Ben nodded, glad she wasn’t asking any more assassin questions.

He ran it all through his mind again, and felt pretty sure they were looking at it the right way. And although canvassing restaurants was going to be a long shot, it wouldn’t be any longer than what Juan Cole was up against when he’d gone looking for Larison.

Which was not a comforting thought at all.

17. His Friend Nico

The drive from Jacó took three hours. The road zigzagged up through the jungle and then down again, the diffused glow of the moon behind the clouds from time to time silhouetting mountains in the distance. Here and there they passed the odd roadside soda selling tacos or a bodega advertising fresh mangoes and avocados, and the light from these tiny and invariably empty establishments would shine in the distance like a promise of permanence and then fade away behind them, leaving nothing but the headlights pushing feebly against the dark again, the jungle close on either side, the van feeling small, enclosed, improbable, a bathysphere exploring an accidental canal along some ocean’s lightless floor.

They passed the time talking about pistols, loads, and their favored carries. For someone who took a dim view of violence, Ben had to admit, Paula knew her hardware. Paula used the iPhone to find a hotel in San Jose -the InterContinental, in Escazú-and to confirm there were vacancies. Ben told her not to make a reservation. The hotel wasn’t going to sell out its remaining rooms this late, and he saw no advantage to possibly alerting someone to where he would be spending the night. Not that anyone was looking, but… he just had this weird feeling, like there were forces moving around and beneath him, forces he could sense but not understand, and the feeling was keeping his usual low-grade combat paranoia at a healthy simmer.

They arrived in Barrio Dent at close to eleven. The iPhone’s GPS function took them straight to La Trattoria, where Taibbi said Carlos had been killed.

Ben parked the van and they stepped out into the sultry night air. There was an audible whoosh of traffic from the central avenue a block away, but other than that the neighborhood was quiet, its colonial houses decaying in stoic dignity beneath the swaying palm trees.

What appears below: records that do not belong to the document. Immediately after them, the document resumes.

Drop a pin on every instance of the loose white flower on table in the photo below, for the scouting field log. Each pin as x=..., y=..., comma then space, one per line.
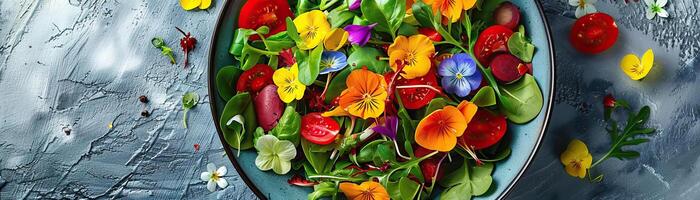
x=274, y=154
x=583, y=7
x=214, y=177
x=656, y=8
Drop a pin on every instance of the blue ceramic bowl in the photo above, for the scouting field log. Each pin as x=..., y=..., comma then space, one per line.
x=525, y=139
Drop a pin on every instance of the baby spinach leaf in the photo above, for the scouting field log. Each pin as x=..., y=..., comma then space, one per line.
x=289, y=126
x=523, y=100
x=226, y=81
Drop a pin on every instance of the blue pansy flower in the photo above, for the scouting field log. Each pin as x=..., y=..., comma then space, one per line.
x=332, y=61
x=459, y=75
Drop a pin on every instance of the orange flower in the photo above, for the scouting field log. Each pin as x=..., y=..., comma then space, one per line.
x=365, y=95
x=440, y=129
x=368, y=190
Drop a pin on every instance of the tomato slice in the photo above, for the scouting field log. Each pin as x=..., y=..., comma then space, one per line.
x=491, y=41
x=270, y=13
x=255, y=78
x=485, y=130
x=594, y=33
x=415, y=98
x=318, y=129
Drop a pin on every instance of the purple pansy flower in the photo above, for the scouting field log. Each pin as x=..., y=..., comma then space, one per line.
x=358, y=34
x=459, y=75
x=391, y=125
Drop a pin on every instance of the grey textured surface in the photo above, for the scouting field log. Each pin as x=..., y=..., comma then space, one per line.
x=82, y=64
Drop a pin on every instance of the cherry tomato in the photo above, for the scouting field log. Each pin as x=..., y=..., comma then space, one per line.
x=431, y=33
x=485, y=130
x=594, y=33
x=492, y=41
x=255, y=78
x=270, y=13
x=415, y=98
x=318, y=129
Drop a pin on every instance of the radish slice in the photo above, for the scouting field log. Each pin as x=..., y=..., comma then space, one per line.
x=508, y=15
x=508, y=68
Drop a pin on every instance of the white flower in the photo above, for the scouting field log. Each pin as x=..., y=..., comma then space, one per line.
x=274, y=154
x=583, y=7
x=214, y=177
x=656, y=8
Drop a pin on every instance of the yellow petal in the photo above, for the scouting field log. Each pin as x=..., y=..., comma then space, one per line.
x=190, y=4
x=205, y=4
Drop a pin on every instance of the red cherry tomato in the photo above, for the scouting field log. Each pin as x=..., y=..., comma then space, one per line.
x=431, y=33
x=255, y=78
x=415, y=98
x=491, y=41
x=594, y=33
x=270, y=13
x=318, y=129
x=485, y=130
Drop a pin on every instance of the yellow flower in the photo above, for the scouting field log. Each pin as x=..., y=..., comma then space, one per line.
x=415, y=52
x=335, y=39
x=313, y=27
x=365, y=191
x=365, y=94
x=636, y=69
x=288, y=85
x=576, y=159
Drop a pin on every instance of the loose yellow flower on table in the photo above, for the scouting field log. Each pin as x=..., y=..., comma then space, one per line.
x=637, y=69
x=288, y=85
x=365, y=94
x=313, y=27
x=576, y=159
x=415, y=52
x=366, y=190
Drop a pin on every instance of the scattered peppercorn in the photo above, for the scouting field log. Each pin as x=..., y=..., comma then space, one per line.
x=143, y=99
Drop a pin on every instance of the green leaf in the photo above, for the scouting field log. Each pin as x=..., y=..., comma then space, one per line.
x=367, y=56
x=226, y=81
x=485, y=97
x=388, y=14
x=308, y=68
x=521, y=101
x=289, y=126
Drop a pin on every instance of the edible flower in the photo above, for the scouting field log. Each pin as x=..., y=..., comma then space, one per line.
x=358, y=34
x=637, y=69
x=335, y=39
x=415, y=52
x=214, y=177
x=583, y=7
x=367, y=190
x=332, y=61
x=288, y=85
x=656, y=8
x=274, y=154
x=576, y=159
x=459, y=74
x=440, y=129
x=366, y=94
x=313, y=27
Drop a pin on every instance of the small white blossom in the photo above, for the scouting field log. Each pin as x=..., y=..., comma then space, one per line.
x=583, y=7
x=214, y=177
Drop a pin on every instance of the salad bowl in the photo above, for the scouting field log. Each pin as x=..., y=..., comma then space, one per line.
x=524, y=139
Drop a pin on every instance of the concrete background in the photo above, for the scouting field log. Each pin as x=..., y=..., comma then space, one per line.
x=82, y=64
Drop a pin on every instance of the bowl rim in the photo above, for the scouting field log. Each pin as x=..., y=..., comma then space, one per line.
x=213, y=94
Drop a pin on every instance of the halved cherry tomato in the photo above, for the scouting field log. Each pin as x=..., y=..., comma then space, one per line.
x=255, y=78
x=318, y=129
x=491, y=41
x=594, y=33
x=485, y=130
x=431, y=33
x=270, y=13
x=415, y=98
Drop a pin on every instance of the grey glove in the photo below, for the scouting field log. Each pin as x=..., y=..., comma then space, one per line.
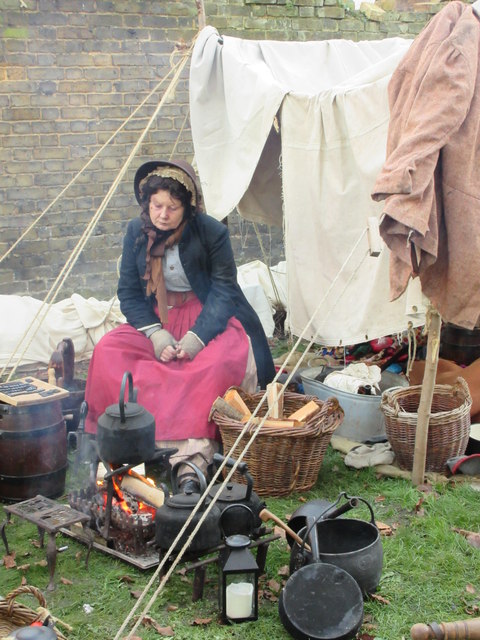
x=190, y=344
x=161, y=339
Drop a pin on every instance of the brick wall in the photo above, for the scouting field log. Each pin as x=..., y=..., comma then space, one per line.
x=72, y=72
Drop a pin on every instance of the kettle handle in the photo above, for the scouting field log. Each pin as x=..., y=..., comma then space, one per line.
x=328, y=514
x=198, y=473
x=121, y=402
x=242, y=469
x=236, y=505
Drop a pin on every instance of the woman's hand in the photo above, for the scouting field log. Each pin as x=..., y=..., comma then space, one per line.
x=189, y=346
x=163, y=345
x=168, y=354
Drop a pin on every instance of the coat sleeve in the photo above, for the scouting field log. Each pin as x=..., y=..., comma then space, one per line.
x=220, y=273
x=134, y=304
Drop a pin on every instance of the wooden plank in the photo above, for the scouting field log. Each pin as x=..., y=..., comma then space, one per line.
x=28, y=390
x=236, y=401
x=275, y=400
x=304, y=413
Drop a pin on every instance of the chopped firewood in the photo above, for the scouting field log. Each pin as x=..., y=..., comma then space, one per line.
x=143, y=491
x=305, y=412
x=274, y=422
x=51, y=376
x=275, y=399
x=235, y=400
x=226, y=409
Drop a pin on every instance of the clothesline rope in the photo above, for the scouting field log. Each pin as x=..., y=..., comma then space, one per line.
x=73, y=257
x=238, y=460
x=86, y=165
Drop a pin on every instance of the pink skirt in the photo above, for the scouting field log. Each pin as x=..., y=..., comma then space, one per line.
x=179, y=394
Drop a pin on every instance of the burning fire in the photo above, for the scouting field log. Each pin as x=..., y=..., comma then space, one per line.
x=130, y=506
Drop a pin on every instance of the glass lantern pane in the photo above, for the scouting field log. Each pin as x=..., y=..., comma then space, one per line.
x=240, y=595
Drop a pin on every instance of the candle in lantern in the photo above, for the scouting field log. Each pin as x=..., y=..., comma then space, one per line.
x=239, y=600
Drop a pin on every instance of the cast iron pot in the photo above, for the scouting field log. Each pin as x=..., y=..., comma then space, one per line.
x=353, y=545
x=237, y=520
x=173, y=514
x=126, y=431
x=321, y=602
x=313, y=510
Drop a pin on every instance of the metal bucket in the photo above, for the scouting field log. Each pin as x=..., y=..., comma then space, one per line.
x=459, y=344
x=363, y=418
x=353, y=545
x=33, y=451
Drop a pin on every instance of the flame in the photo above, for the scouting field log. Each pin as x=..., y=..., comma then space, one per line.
x=120, y=501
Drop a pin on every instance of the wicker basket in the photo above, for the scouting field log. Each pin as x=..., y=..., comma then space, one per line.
x=448, y=428
x=15, y=615
x=282, y=459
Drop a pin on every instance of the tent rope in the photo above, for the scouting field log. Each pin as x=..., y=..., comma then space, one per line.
x=54, y=290
x=96, y=154
x=238, y=460
x=267, y=262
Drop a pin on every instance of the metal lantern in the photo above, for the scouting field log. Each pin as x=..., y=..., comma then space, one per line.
x=238, y=581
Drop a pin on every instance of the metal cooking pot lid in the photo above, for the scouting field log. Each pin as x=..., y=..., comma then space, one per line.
x=232, y=492
x=132, y=409
x=321, y=602
x=185, y=500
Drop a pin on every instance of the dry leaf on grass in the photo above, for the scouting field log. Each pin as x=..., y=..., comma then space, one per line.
x=148, y=621
x=9, y=561
x=385, y=529
x=279, y=531
x=274, y=585
x=200, y=622
x=470, y=536
x=378, y=598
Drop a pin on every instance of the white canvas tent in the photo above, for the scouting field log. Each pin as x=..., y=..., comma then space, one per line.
x=295, y=134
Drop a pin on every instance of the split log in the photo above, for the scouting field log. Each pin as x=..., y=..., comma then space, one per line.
x=142, y=491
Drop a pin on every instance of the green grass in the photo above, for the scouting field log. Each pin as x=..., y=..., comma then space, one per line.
x=426, y=574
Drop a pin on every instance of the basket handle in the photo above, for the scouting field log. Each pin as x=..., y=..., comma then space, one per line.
x=327, y=418
x=22, y=590
x=461, y=383
x=389, y=398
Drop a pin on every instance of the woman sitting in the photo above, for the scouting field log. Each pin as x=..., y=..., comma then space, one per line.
x=190, y=330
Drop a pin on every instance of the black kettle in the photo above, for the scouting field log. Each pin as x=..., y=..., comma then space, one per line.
x=173, y=514
x=235, y=493
x=126, y=431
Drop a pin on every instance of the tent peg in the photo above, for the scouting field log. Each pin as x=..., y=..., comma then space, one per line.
x=374, y=238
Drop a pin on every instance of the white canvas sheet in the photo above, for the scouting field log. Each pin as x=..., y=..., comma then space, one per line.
x=30, y=332
x=295, y=133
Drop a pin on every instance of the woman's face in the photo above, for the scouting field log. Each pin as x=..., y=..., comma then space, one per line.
x=166, y=212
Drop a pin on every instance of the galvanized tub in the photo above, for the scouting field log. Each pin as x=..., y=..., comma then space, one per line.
x=363, y=418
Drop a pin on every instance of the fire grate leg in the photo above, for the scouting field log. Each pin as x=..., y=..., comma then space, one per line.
x=51, y=559
x=198, y=583
x=4, y=535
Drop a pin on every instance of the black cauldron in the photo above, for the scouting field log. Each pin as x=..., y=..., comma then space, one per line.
x=353, y=545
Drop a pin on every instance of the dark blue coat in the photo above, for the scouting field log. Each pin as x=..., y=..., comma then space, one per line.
x=207, y=258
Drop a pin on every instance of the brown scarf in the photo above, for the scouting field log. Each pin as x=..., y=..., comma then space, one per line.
x=156, y=246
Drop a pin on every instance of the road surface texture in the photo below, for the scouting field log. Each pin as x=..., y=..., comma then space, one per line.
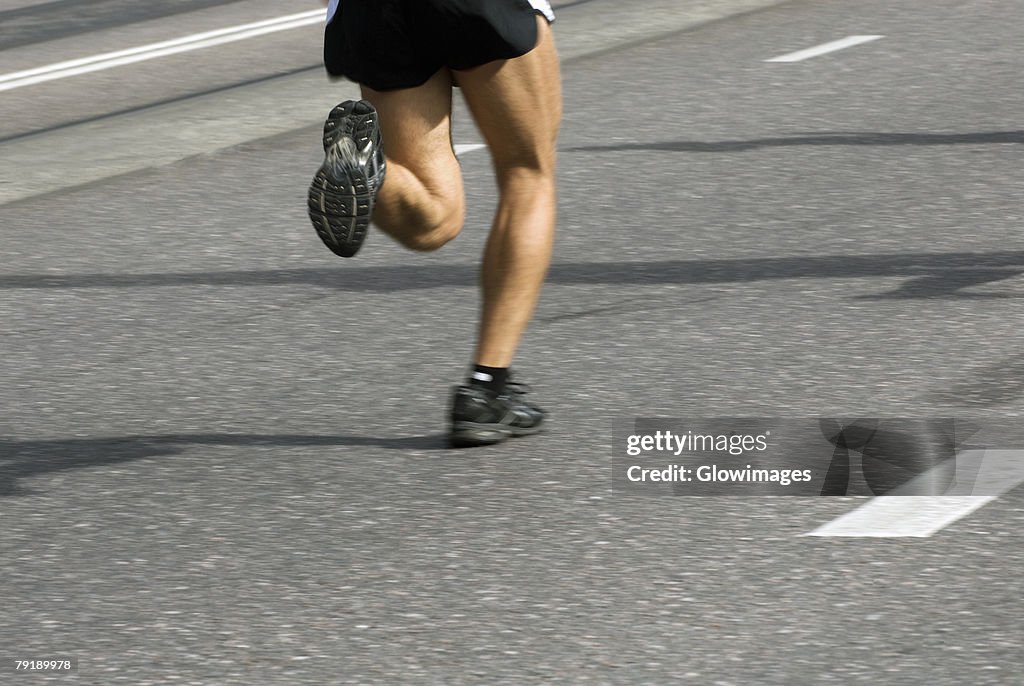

A streetlight across from the restaurant cast a sickly yellow cone of light on the crumbling sidewalk beneath it. Outside the illuminated pall, the street was cloaked in shadow. Ben stood at the edge of the light and glanced around.

“Yeah,” he said, nodding. “He got off the bus on the central avenue, took a couple turns, walked past this light… yeah, he could have come at Carlos from anywhere in the dark, and disappeared as easily. Okay.”

They walked back to the van. “What does that tell us?” Paula said.

“Maybe not much. I just need to get in his head.”

“Is it working?”

Ben nodded, imagining what Carlos would have looked like spotlighted under that streetlight. “Plug in the coordinates for that restaurant Spoon, will you? Let’s see if we can figure out what happened there.”